Stephanie Coates (01:09:19):
Levels-wise, I am super excited about the Now Screen and the progress we’ve made with that. To echo what Lauren’s friend had experienced with the mental and emotional effects on metabolism, I love the Dr. Casey’s newsletter for February about all of those mental connections and I can certainly relate to that as well, and so that was awesome to read. Personally, Chris, happy belated birthday, I looked at the photos of that lodge and makes me really want to come up to Montana to do some cross-country skiing. And so maybe I’ll come lend a hand on the farm. And this weekend, it’s also surprisingly warm here in Colorado and so a lot of the snow is melted and I’m hoping to do some hiking this weekend.
Josh Clemente (01:09:59):
Awesome. Enjoy. Britney.
Britney McLeod (01:10:07):
Thanks. On the Levels side, I just wanted to give a shout-out to the content team for all the amazing educational pieces that you guys consistently put out. Not only do I enjoy it, but I just had a really great conversation with my best friend who started using Levels around the time when I started working here, and it’s really changed her life for the better. But she really highlighted just how helpful the educational pieces are that it put out on the blog, and obviously through the app. She really takes those, the lists of suggested items to buy at stores, it’s really changed her life to follow those. So just wanted to give a shout-out there, it was the highlight of my week.

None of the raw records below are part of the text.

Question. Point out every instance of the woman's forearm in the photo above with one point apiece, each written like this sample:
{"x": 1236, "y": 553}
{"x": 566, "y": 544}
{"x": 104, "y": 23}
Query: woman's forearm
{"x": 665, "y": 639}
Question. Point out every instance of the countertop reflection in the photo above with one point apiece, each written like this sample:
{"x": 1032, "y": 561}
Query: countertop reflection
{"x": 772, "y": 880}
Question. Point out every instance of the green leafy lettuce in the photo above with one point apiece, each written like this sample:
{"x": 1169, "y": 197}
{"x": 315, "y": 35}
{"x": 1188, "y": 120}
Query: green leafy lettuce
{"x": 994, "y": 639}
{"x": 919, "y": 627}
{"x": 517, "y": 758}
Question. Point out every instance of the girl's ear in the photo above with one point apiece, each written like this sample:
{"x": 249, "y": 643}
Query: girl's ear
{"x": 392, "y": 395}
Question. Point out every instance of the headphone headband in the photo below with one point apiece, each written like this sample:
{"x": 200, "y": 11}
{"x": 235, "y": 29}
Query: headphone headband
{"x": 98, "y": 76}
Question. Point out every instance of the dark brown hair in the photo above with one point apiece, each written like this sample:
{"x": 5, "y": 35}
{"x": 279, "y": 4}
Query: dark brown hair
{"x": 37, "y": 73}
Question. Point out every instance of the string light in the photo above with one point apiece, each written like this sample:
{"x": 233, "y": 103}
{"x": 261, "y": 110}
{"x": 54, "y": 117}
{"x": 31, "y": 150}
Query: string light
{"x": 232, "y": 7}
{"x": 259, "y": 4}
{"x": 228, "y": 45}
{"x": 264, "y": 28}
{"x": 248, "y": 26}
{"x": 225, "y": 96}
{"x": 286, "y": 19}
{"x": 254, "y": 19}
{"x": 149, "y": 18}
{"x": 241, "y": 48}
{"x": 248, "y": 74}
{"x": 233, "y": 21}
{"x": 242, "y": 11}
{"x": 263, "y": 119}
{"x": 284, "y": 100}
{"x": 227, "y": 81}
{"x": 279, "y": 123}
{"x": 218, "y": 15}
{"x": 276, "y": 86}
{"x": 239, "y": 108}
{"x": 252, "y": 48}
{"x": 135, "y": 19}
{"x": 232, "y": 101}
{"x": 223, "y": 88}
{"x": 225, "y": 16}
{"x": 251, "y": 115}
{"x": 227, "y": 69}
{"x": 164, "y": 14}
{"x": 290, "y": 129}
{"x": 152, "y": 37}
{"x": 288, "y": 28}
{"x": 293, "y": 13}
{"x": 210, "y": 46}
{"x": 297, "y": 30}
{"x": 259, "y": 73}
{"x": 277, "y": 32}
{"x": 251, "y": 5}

And then personally, very random and unexpected opportunity to go to the Super Bowl on Sunday. So I’ll be going there on Sunday. It’s in LA, which isn’t too far from here, so pretty stoked about that. Thanks.
Josh Clemente (01:11:10):
That’s huge. That’s going to be awesome, enjoy. Well, I didn’t say, I think I skipped my personal share, but I’m excited to be in Vermont. Going to go, I have my ski boots on now, I literally did this in my ski gear after getting a few runs in and I’m going to get back out there, and it was pretty awesome to be, I don’t know, I was talking to my family about the fact that I’m going to have to do this all hands meeting. I got to do some preparation work and I’m just going to wing it and make it work.
And although there was some noise in the beginning, I hope everybody, I hope it wasn’t too bad, but it’s pretty cool to be at a culture where this sort of thing I think is doable, where you can make a weekend out of it and still get the work in. So hopefully it worked, it was an experiment. And I’m stoked to get back out there, so I’m going to leave it here. Thanks for a killer week, the biggest week on record in many ways as Chris shared with us. And hope you all have an awesome weekend. Enjoy the sun.